“Kids seem to have all the time in the world—but adults don’t. Even with an established routine, time is an abstract concept, especially to young children, so you can hardly expect them to share your sense of urgency. The solution: Get a timer. The bigger the numbers and the louder the ding, the better!” – Nanny Stella, Nickelodeon Parents Connect
If you use a timer, I know what you’re probably thinking, because I wrestled with it, too: “Why pick apart a tool that’s working for us when you could be offering constructive advice? What could possibly be wrong with using timers? They help us set limits and deal with transitions more gracefully, and our kids love them.”
On the surface, timers are fun, effective, and innocuous, and I would certainly never criticize parents for using them. But my belief is that timers can also wind up (no pun intended) getting in our way, undermining a parent’s ultimate goals. So I’m hoping you’ll hear me out (and feel free to disagree).
Finding our rhythm as competent leaders
Establishing ourselves as the confident, empathetic leaders our children need takes experience and plenty of practice. Setting limits and garnering cooperation are not anyone’s favorite aspects of parenting, nor do they come naturally to most of us. So the appeal of a device that can play the bad guy and say it’s time to stop playing outside on a warm summer evening is certainly understandable. But is it wise?
Personally and as a parent coach, I’ve noticed that the more we practice confronting head-on our children’s resistance to our limits, the more we get used to facing, accepting and acknowledging their displeasure. Over time, it gets easier, and we become more confident in our gentle leadership role. A timer in the mix to offset the “blame” is a crutch we don’t need and can inhibit our progress in this area.
Like my mentor Magda Gerber, I am not a fan of child care gimmicks of any kind, which is one reason (of many) that I avoid gadgets like walkers, jumpers or bumbos; nor do I use bribes, tricks, sticker-charts or even kiddie terminology like “time-out”, “use your words”, “big feelings” or “babywearing”.
This may seem extreme, but I want everything I say and do in regard to my child to remind me 24/7 that he or she is nothing less than a whole person. I need the path of our person-to-person relationship to remain clear. It’s hard enough to stay on track when there is such an astonishing lack of support in our society for respecting our youngest kids.
A reliable barometer for discerning whether a term or tactic is respectful is to ask ourselves if we would use it with an adult: Would we use a timer with anyone but a child or an egg? (DING!) “Time’s-up for lounging around, Sweetheart, come help with the dishes!”
Your time has expired
“Timers help give your kids a sense of time, and be more aware of the concept of time. This can only benefit them in the long run, not to mention help nip some of your daily battles in the bud now!” – Nanny Stella
Yes, a reasonable sense of time is important and good ‘in the long run’, but why the big rush to instill the concept at such an early age? I remember a concerned friend complaining that her child’s Kindergarten used timers to move the children from learning center to learning center every five minutes which, unsurprisingly, unnerved her child rather than teaching him anything (except that school is impossibly stressful).

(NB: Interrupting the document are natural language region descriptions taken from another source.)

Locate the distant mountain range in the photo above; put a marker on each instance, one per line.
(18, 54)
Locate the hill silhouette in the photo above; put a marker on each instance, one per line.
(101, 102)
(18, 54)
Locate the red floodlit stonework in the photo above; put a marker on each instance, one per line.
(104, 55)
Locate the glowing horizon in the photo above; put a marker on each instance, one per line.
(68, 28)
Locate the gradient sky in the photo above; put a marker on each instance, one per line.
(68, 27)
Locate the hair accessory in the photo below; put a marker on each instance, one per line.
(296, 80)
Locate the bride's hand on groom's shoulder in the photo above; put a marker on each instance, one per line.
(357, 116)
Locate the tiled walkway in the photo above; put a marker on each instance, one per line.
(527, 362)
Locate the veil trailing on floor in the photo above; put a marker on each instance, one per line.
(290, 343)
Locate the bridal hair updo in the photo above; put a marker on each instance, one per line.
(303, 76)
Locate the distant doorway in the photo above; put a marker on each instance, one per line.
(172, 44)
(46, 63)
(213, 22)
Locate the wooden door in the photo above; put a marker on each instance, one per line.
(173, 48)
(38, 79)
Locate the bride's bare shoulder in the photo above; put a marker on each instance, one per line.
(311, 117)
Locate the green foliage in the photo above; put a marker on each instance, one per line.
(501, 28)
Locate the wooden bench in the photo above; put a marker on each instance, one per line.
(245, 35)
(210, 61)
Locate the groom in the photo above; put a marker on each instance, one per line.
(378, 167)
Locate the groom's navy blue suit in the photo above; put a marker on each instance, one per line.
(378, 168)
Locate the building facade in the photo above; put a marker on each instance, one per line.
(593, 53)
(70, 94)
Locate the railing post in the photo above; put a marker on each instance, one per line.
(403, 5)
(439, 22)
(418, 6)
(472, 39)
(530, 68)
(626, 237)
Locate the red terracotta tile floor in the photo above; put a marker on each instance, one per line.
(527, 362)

I’m sure that would be my reaction, as well, even as an adult. I imagine hearing that tick, tick, tick sound in anticipation of a loud ding, and I get anxious. (Might also explain why I’m rattled by Jack-in-the-boxes.) And this distracting, panicky feeling would certainly kill the joy of any activity or train of thought I might be involved in. Perhaps timer-time is worse than no time at all.
One of the many mountains of things I treasure about young children is the total communion they have with time being relative. Kids lose themselves in time all the time and can inspire us to release ourselves from clocks, slow down and join them. Why hurry children to learn the meaning of time when ignorance is such bliss?